Following the initial novelty of making music on a phone, we're now slightly jaded. We want 'serious' features like effects, quantisation, timestretching, automation, mixing, MIDI and straight-up good sounds.
BeatMaker 2 offers all of these, providing a sequencer, two types of instrument (a drum machine and a sample-based synth with a large and varied preset bank) and a mixer.
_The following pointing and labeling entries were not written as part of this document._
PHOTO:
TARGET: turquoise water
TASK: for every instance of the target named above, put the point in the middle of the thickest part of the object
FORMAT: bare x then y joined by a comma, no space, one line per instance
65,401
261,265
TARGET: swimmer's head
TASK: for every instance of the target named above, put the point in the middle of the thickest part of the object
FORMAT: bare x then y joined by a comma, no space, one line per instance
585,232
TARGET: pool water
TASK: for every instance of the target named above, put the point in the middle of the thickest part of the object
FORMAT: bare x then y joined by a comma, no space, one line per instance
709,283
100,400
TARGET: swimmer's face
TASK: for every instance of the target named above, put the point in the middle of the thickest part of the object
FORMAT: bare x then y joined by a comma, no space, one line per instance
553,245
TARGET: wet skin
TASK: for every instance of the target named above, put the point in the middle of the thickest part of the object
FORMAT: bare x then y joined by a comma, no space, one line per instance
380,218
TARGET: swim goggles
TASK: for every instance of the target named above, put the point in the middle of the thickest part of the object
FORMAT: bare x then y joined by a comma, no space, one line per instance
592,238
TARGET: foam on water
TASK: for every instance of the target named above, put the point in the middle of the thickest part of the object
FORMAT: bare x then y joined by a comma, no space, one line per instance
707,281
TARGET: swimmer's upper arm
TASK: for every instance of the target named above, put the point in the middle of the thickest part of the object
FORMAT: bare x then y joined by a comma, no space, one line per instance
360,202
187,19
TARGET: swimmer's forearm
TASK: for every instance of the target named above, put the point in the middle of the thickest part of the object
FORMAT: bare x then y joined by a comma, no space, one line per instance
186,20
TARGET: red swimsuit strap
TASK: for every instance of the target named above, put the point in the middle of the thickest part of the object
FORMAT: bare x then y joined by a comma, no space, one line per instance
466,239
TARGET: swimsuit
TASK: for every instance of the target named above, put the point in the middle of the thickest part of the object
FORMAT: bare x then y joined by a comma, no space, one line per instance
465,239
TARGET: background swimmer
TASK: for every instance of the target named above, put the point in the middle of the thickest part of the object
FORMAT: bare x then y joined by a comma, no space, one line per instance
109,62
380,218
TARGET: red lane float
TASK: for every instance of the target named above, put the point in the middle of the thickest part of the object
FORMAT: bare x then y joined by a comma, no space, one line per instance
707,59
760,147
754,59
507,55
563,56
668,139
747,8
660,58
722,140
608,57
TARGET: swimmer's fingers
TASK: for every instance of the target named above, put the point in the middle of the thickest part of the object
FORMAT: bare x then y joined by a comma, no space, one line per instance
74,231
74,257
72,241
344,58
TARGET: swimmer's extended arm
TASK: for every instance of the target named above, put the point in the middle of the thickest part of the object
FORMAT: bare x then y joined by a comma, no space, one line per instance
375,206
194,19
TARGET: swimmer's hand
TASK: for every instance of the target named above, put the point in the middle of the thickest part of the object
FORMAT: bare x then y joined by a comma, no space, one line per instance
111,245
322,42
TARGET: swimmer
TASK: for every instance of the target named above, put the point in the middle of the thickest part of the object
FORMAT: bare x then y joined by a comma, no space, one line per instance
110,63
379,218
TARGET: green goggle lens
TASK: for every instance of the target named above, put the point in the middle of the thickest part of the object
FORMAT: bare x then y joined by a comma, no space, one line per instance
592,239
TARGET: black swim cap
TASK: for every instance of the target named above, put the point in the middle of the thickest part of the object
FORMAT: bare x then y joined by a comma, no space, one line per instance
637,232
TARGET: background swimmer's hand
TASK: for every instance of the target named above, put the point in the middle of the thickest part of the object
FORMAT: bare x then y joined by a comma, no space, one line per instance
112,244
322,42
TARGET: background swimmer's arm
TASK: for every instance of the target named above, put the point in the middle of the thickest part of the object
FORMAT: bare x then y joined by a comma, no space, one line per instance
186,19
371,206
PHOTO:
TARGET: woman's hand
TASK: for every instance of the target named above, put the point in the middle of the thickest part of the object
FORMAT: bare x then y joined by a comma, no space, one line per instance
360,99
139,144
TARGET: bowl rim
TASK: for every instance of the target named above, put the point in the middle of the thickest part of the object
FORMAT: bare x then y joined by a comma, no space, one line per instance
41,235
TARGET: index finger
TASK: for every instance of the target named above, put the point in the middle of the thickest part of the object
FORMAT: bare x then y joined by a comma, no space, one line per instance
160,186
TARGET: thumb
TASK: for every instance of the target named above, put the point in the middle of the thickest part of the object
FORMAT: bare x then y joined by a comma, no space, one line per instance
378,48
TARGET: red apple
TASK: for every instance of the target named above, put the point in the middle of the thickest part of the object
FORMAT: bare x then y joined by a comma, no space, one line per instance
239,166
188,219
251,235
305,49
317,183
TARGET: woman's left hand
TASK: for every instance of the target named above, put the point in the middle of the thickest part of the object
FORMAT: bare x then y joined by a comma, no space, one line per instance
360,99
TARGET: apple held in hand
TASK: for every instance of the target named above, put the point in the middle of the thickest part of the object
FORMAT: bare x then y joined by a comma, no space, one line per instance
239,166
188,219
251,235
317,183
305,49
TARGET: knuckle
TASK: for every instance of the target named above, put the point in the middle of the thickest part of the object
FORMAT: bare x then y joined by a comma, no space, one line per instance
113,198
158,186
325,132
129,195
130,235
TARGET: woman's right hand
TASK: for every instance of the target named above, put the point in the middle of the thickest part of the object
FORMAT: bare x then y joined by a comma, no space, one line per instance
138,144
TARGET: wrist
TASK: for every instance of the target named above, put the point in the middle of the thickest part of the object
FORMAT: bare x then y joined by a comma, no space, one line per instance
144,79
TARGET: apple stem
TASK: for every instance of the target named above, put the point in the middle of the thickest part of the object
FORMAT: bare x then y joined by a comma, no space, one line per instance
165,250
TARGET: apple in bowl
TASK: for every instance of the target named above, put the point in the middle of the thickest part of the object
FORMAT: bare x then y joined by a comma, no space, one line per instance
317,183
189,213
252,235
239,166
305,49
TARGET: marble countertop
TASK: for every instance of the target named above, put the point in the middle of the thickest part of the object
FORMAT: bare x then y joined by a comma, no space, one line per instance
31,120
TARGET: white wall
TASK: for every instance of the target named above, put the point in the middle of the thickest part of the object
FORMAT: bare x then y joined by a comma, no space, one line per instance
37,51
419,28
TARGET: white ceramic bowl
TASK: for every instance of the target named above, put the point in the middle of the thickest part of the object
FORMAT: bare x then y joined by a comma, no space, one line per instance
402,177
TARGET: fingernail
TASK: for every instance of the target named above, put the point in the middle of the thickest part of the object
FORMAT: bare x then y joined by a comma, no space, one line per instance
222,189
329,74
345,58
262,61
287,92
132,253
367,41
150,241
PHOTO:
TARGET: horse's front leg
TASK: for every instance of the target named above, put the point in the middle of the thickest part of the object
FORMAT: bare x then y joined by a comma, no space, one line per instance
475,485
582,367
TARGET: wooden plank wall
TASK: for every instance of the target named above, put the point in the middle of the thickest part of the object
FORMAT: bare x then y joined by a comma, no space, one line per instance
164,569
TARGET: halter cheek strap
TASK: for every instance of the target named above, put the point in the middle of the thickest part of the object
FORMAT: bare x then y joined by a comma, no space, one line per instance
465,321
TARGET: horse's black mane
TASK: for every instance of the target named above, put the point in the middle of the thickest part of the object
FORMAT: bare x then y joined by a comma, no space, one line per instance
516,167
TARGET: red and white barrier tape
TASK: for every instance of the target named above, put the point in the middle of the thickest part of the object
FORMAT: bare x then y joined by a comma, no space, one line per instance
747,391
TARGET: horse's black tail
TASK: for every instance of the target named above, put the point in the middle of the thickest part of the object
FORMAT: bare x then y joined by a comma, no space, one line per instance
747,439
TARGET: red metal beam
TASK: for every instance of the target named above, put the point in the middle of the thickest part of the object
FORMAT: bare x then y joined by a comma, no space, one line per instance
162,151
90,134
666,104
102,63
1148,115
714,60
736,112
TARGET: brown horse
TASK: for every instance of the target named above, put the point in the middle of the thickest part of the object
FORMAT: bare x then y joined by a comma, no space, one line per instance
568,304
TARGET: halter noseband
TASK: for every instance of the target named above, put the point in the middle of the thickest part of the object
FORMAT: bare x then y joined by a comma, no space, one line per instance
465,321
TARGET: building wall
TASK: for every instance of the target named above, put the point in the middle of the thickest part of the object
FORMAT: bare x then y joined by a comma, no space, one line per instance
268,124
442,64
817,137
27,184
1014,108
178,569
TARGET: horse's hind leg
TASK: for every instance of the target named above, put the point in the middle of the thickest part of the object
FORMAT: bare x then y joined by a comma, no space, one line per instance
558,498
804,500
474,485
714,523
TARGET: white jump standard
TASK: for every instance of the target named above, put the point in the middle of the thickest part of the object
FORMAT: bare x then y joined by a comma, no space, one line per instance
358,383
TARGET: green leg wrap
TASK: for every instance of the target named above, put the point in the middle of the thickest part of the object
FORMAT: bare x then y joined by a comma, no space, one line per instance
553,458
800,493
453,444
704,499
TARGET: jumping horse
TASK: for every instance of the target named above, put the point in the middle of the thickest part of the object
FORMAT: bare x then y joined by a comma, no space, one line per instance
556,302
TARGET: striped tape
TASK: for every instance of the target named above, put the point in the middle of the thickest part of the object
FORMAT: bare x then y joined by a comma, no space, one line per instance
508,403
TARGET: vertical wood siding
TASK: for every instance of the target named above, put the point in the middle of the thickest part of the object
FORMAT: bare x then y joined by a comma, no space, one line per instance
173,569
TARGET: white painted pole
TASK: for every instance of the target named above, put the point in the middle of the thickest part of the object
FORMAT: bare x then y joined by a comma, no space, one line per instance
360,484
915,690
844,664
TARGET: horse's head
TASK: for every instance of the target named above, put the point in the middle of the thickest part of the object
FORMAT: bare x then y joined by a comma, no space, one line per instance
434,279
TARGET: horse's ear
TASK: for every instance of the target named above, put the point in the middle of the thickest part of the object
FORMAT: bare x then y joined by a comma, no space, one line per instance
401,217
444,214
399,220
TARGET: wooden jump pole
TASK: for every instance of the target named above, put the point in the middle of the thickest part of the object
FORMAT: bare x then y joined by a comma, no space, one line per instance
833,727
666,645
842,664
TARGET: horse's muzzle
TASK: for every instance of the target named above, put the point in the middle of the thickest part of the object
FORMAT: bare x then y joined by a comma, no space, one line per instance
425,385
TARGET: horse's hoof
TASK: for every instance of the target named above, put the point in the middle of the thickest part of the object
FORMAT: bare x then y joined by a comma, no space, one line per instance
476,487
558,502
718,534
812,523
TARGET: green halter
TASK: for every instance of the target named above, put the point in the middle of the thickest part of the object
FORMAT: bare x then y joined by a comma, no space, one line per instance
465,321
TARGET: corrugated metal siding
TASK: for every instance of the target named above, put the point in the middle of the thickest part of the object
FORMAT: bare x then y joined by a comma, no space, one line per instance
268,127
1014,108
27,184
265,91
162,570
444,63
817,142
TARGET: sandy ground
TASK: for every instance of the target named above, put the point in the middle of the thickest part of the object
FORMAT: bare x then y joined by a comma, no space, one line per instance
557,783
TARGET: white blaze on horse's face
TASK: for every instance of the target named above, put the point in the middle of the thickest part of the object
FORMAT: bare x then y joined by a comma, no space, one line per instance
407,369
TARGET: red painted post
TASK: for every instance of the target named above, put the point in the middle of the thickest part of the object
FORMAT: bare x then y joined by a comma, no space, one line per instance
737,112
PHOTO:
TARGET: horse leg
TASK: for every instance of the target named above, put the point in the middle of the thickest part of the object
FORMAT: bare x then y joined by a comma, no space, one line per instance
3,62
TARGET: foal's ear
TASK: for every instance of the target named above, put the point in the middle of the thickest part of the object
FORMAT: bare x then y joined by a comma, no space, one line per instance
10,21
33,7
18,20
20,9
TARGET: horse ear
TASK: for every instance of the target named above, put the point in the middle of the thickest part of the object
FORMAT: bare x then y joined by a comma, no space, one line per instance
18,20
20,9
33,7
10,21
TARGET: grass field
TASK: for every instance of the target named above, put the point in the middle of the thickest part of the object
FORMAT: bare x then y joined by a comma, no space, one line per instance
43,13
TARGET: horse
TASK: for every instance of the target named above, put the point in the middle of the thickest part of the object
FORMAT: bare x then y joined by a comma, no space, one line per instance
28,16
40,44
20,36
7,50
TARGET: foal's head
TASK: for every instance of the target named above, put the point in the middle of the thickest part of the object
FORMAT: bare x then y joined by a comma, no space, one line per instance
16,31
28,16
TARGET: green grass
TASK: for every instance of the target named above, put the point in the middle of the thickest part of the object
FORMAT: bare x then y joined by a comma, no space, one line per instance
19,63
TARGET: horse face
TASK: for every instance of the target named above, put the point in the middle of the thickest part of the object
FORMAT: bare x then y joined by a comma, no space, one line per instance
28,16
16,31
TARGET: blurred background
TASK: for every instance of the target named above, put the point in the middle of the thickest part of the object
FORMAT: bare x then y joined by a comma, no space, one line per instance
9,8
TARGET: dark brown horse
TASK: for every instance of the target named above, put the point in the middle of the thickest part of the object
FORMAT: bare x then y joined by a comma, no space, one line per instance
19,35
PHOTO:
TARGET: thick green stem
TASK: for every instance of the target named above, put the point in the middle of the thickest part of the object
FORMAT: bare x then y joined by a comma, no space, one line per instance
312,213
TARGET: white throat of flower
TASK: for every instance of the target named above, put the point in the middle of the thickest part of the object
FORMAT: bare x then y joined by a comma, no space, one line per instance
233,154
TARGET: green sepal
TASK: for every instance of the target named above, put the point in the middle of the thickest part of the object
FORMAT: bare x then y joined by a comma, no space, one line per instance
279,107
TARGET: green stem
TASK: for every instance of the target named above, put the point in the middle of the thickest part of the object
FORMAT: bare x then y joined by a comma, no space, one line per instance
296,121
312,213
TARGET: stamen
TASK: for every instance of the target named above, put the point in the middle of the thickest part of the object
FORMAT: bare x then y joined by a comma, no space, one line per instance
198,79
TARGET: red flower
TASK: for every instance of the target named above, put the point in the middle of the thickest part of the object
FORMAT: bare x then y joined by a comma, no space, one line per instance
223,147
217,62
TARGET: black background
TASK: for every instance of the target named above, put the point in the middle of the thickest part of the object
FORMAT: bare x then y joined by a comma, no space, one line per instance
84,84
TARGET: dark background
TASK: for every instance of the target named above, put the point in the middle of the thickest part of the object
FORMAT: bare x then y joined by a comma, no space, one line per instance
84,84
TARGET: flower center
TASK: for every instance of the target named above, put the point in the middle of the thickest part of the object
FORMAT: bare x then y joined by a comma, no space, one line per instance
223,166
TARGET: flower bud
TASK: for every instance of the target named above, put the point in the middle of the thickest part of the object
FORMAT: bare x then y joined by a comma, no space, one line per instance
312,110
Sounds can be recorded in from the mic or pulled from your iTunes library; swing can be added; the mixer looks great; tracks/MIDI can be uploaded direct to SoundCloud or exported; and you can swap audio pasteboard clips to and from iOS. And that's just for starters.
BeatMaker 2 is going squarely up against the superb NanoStudio, but it's hard to say if one eclipses the other. For example, NanoStudio offers up a true synthesiser with sample playback to boot, while BeatMaker has only a (well spec'd) sampler. But then BeatMaker doesn't restrict the number of instrument tracks available - it's limited only by your hardware.
BeatMaker also trumps NanoStudio's two fixed (but fairly flexible) effects per instrument, with your choice of any three out of a roster of ten. But the interfaces are generic slider-based affairs, which doesn't inspire creativity or excitement, whereas NanoStudio's have a characterful 'custom built' aesthetic and entice you to twiddle their knobs.
BeatMaker 2 isn't perfect. It doesn't replace your proper studio and we did experience a few quite irritating hang-ups and glitches (which we hope are ironed out soon). However, you can certainly have plenty of fun with it and create some very pro-sounding results.